Moon bit off the protest that came half-formed to her lips, drew back her hands, which had instinctively reached for him. She watche
d, resigned, as Jerusha strode on ahead, carrying Tammis on her hip, grinning back at him with tender whimsy.
Clavally passed them, leading Merovy by the hand, nodding her head in a formal gesture of respect and farewell as she reached Moon’s side. Moon saw unspoken concern in Clavally’s glance, and wondered what she knew that she could not bring herself to say. “Danaquil Lu sent word that there is a party being given tonight by his cousin Kirard Set.” Clavally’s round face pinched slightly. “Dana asked if we would come, to help him get through it. But if you would like me to stay…”
Moon smiled, her smile quirking slightly. She could guess, after this afternoon’s negotiations among the nobles, what Kirard Set was celebrating. “Go and keep him company. He’s like a man who’s been in a swarm of bloodflies after he’s been with his relatives. He does need you.”
Clavally smiled wryly, and nodded.
“Enjoy it,” Moon said. “It’s in a good cause.” She looked down at Merovy, at the little girl’s shy, wide-eyed gaze fixed on Tammis. “You have fun too,” she added gently.
Merovy nodded soberly as her mother led her on past.

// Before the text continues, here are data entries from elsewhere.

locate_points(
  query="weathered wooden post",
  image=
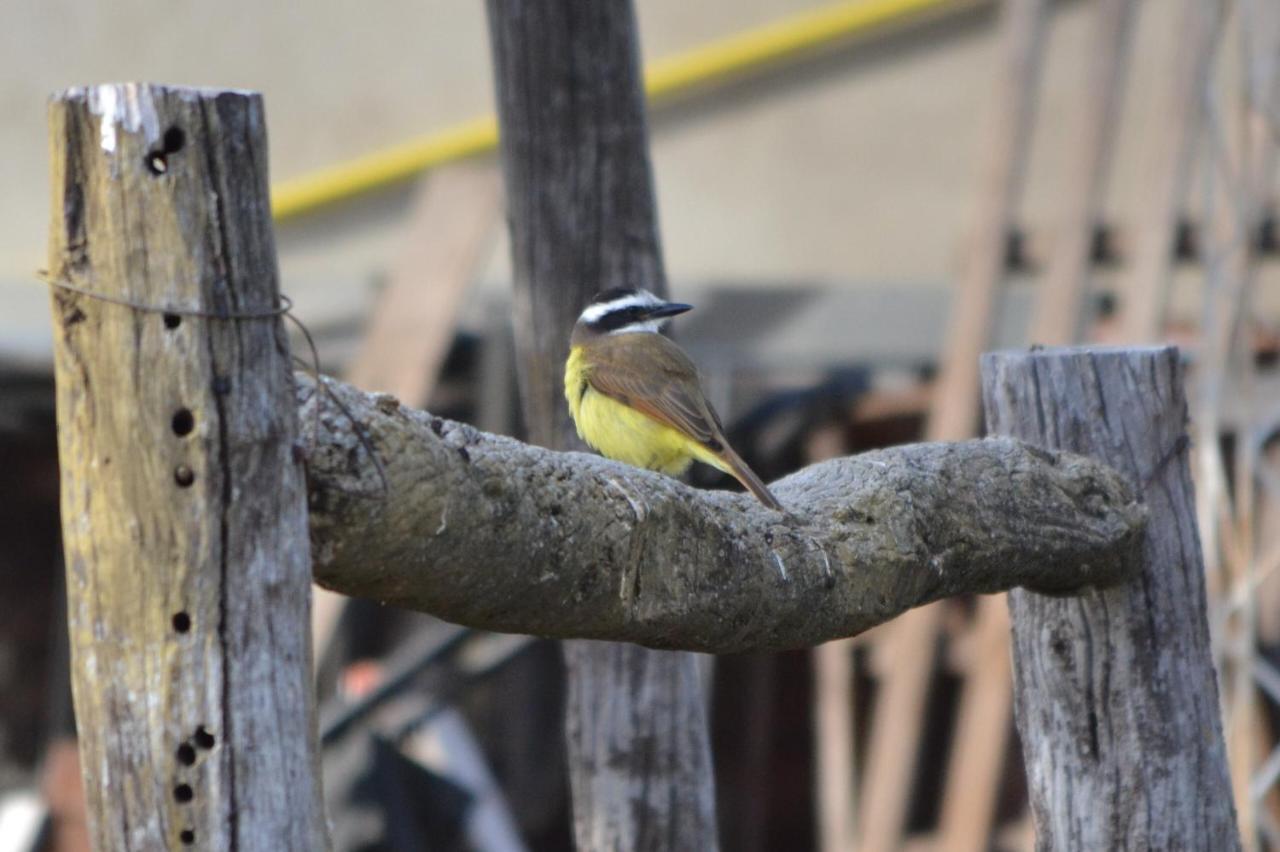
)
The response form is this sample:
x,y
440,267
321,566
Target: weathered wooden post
x,y
581,211
1115,692
183,505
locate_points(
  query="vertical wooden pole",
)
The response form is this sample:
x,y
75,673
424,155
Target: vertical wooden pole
x,y
954,413
581,211
182,497
1173,151
1115,692
899,713
1059,315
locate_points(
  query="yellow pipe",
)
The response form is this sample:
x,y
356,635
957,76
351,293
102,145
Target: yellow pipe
x,y
713,62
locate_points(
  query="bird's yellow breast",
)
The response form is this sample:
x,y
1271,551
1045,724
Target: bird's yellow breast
x,y
622,433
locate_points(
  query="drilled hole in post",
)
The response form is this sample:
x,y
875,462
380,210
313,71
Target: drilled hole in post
x,y
183,421
173,140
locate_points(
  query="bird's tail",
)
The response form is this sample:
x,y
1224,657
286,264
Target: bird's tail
x,y
739,470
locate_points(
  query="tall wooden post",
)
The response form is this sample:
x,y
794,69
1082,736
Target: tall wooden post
x,y
183,502
1115,692
581,211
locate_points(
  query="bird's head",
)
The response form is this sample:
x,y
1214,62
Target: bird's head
x,y
624,311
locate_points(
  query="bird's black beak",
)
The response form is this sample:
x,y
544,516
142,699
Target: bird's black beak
x,y
668,308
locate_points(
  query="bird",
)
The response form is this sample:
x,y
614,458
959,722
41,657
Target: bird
x,y
635,395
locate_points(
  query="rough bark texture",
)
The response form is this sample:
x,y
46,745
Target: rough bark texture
x,y
182,495
490,532
1116,697
580,205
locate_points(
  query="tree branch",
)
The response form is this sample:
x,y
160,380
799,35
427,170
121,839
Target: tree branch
x,y
499,535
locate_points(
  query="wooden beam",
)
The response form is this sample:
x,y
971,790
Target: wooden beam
x,y
583,219
1116,697
184,517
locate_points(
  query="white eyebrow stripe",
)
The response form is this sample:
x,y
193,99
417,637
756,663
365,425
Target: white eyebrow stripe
x,y
595,312
648,325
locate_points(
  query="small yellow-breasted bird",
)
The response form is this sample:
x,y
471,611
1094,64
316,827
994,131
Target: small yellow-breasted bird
x,y
635,395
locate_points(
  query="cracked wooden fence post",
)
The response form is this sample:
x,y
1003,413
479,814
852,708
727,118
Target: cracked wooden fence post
x,y
184,521
1115,692
581,211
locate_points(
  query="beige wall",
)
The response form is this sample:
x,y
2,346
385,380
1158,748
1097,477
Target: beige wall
x,y
858,169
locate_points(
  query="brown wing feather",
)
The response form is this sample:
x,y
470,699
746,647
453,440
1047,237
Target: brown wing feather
x,y
670,392
667,389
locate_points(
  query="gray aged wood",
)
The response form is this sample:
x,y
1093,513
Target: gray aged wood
x,y
492,532
182,494
1116,697
581,211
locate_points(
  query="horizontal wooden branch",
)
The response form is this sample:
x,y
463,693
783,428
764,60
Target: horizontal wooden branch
x,y
496,534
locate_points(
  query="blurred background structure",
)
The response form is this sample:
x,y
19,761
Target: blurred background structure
x,y
859,198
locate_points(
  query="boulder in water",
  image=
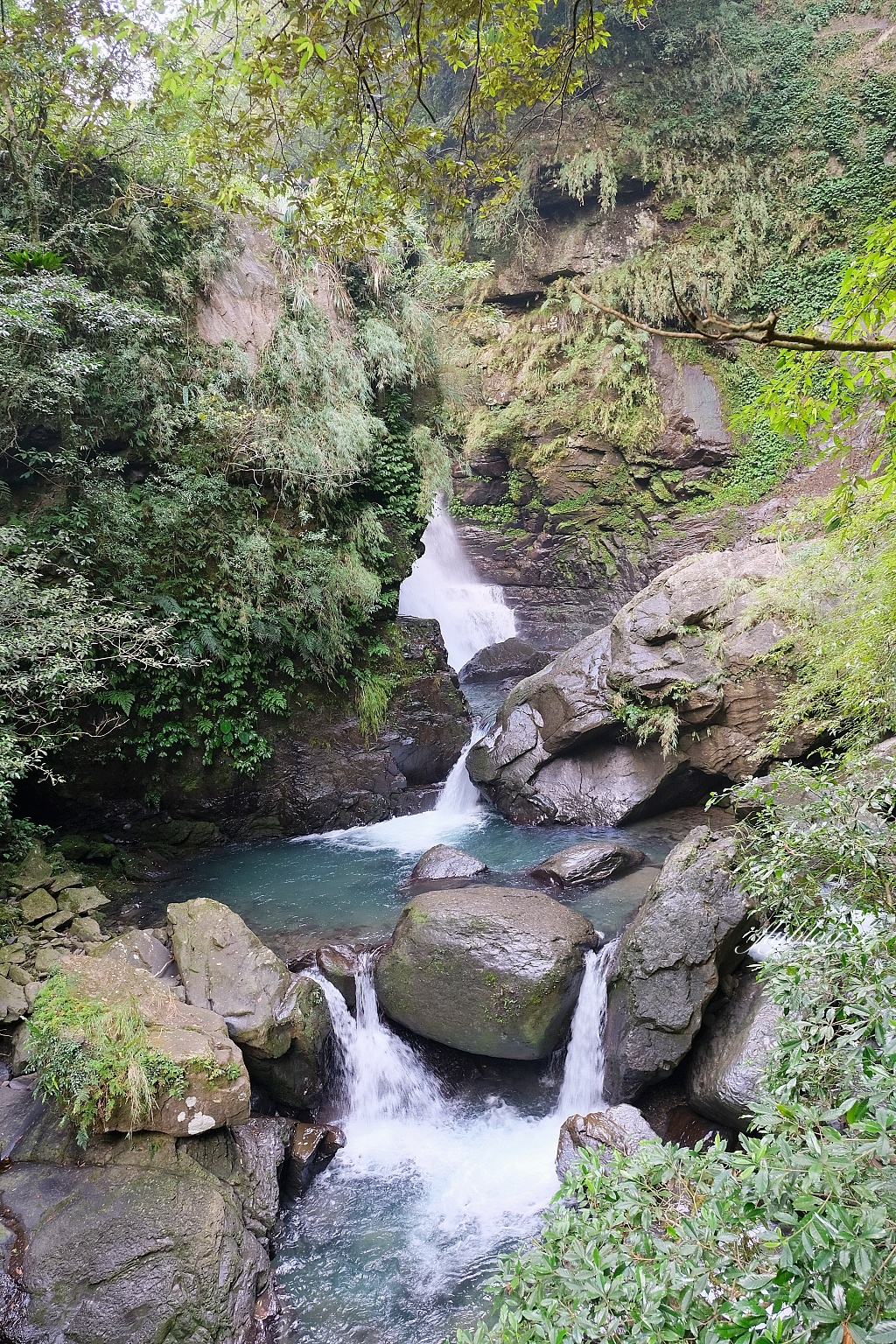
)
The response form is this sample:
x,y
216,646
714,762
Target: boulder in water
x,y
226,968
620,1130
685,654
509,660
492,970
444,860
688,933
193,1040
731,1053
589,863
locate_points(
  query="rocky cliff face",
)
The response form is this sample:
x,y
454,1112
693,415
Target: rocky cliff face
x,y
324,772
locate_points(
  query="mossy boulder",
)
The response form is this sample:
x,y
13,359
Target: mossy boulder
x,y
494,970
124,1023
135,1239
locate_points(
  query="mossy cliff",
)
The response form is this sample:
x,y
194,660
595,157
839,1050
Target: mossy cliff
x,y
734,150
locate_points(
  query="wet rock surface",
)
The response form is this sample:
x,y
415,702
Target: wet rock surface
x,y
731,1053
508,660
135,1239
620,1130
492,970
444,860
690,932
589,863
685,649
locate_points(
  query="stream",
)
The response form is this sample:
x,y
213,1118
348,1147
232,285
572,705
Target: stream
x,y
449,1158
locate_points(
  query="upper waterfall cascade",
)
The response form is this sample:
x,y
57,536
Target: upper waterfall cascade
x,y
444,586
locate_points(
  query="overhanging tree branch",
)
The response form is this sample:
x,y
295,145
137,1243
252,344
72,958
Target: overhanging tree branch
x,y
712,328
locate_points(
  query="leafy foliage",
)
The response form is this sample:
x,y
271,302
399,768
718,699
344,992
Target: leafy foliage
x,y
92,1058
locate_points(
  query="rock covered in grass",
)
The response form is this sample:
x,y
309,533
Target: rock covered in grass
x,y
690,932
226,968
118,1051
135,1239
494,970
442,862
589,863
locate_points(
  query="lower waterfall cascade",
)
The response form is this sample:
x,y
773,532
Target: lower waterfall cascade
x,y
391,1245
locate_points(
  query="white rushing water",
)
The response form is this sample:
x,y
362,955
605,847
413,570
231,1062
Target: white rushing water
x,y
444,586
582,1088
429,1188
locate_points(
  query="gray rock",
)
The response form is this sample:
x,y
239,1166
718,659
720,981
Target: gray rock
x,y
141,949
133,1239
37,906
226,968
690,932
218,1088
592,862
296,1077
312,1151
80,900
620,1130
444,860
339,964
494,970
511,659
731,1053
685,644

She looked back over her shoulder, still watching Tammis. “Bye, Tammis,” she called.
He waved, his own expression equally somber, from where he sat perched on Jerusha’s hip.
Moon entered the palace, looking up at the frescoed walls as she walked the echoing hallway that led into its heart. The first time she had come into this place, the walls had been haunted by stark scenes of winter. Those murals had long since been painted over at her order with scenes of bright sunlight, green fields, the blues of sea and sky. But still the images of Winter seeped through into her memory, imprinted indelibly on her mind’s eye, making her remember all that had happened here at Winter’s end … making her remember Arienrhod, who haunted the very air here, who haunted every mirror. She forced herself to look down, fixing her vision on her children and the way ahead.

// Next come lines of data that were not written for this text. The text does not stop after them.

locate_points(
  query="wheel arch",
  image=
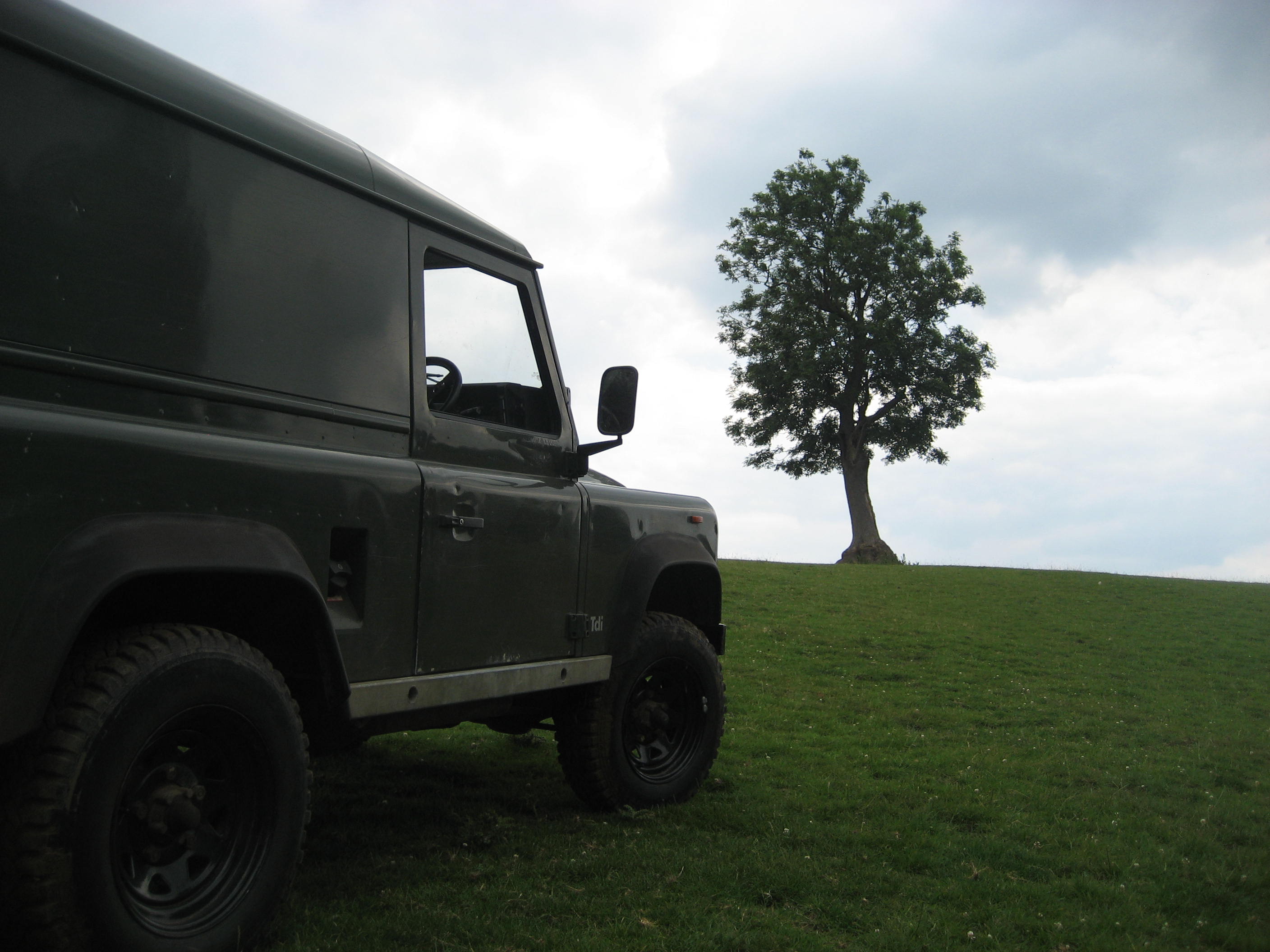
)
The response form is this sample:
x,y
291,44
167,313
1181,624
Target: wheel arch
x,y
243,577
675,574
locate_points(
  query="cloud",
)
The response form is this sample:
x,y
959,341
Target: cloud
x,y
1107,165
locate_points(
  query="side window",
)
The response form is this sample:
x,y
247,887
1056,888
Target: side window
x,y
484,361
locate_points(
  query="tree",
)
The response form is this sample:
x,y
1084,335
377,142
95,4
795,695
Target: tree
x,y
840,334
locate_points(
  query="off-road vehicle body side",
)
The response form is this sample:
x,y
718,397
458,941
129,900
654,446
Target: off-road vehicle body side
x,y
231,470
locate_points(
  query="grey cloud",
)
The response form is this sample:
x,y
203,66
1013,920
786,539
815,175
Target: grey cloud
x,y
1075,130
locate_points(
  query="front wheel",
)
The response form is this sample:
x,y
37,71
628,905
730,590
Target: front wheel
x,y
651,733
166,804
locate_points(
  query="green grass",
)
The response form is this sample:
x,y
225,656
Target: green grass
x,y
1048,761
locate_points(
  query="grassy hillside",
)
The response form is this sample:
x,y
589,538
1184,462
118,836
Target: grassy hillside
x,y
916,758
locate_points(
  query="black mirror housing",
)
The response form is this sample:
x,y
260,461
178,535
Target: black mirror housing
x,y
617,414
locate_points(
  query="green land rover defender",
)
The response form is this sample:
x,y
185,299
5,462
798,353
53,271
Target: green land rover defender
x,y
286,460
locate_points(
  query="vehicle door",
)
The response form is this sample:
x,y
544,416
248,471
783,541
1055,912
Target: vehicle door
x,y
502,526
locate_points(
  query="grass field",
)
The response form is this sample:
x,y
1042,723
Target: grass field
x,y
917,758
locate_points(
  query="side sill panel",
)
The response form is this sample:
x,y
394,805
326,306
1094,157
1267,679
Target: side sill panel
x,y
380,697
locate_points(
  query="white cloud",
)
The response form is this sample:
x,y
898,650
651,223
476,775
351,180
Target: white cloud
x,y
1108,176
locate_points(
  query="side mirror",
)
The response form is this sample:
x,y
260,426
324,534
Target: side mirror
x,y
615,418
617,388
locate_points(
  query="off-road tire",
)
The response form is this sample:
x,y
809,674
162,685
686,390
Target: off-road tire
x,y
163,805
651,733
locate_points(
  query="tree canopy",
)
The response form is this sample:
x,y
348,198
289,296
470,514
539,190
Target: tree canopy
x,y
840,333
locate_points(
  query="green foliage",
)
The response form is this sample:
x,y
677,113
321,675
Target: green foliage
x,y
840,325
915,755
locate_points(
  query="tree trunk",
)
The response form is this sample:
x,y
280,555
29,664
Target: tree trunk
x,y
866,545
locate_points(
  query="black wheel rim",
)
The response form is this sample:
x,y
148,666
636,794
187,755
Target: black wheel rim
x,y
665,721
193,822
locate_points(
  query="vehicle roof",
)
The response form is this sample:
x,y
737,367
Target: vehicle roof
x,y
72,36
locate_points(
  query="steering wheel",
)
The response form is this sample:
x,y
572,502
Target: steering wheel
x,y
442,388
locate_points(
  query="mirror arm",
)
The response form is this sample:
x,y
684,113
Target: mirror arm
x,y
577,464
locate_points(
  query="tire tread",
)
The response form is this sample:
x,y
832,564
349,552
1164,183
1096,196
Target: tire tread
x,y
93,682
583,735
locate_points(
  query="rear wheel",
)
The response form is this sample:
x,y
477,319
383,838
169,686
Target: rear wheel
x,y
166,803
651,733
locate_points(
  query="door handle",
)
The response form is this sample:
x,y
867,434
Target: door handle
x,y
461,522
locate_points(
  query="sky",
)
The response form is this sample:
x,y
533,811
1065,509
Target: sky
x,y
1108,168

“Mama!” Ariele cried impatiently.
Moon saw her daughter dancing from foot to foot at the edge of the Pit, and her breath caught. “Ariele!” she called sharply, quickening her steps, as Ariele knew she would.
“Hurry up,” Ariele shouted, and darted out onto the railingless ribbon of bridge that arced across the shaft. Ariele laughed, fearless, shaking her tumbled, milk-white hair at their dismay.
Moon stepped onto the bridge, her feet soundless in their soft city shoes, and caught her daughter up in her arms. “How many times—” she began, angrily.
“You’re too slow! I want to see Gran!” Ariele insisted. She wrapped long, slender legs around her mother’s waist, drumming her feet. “You smell like fish—euw.… Come on, Mama.”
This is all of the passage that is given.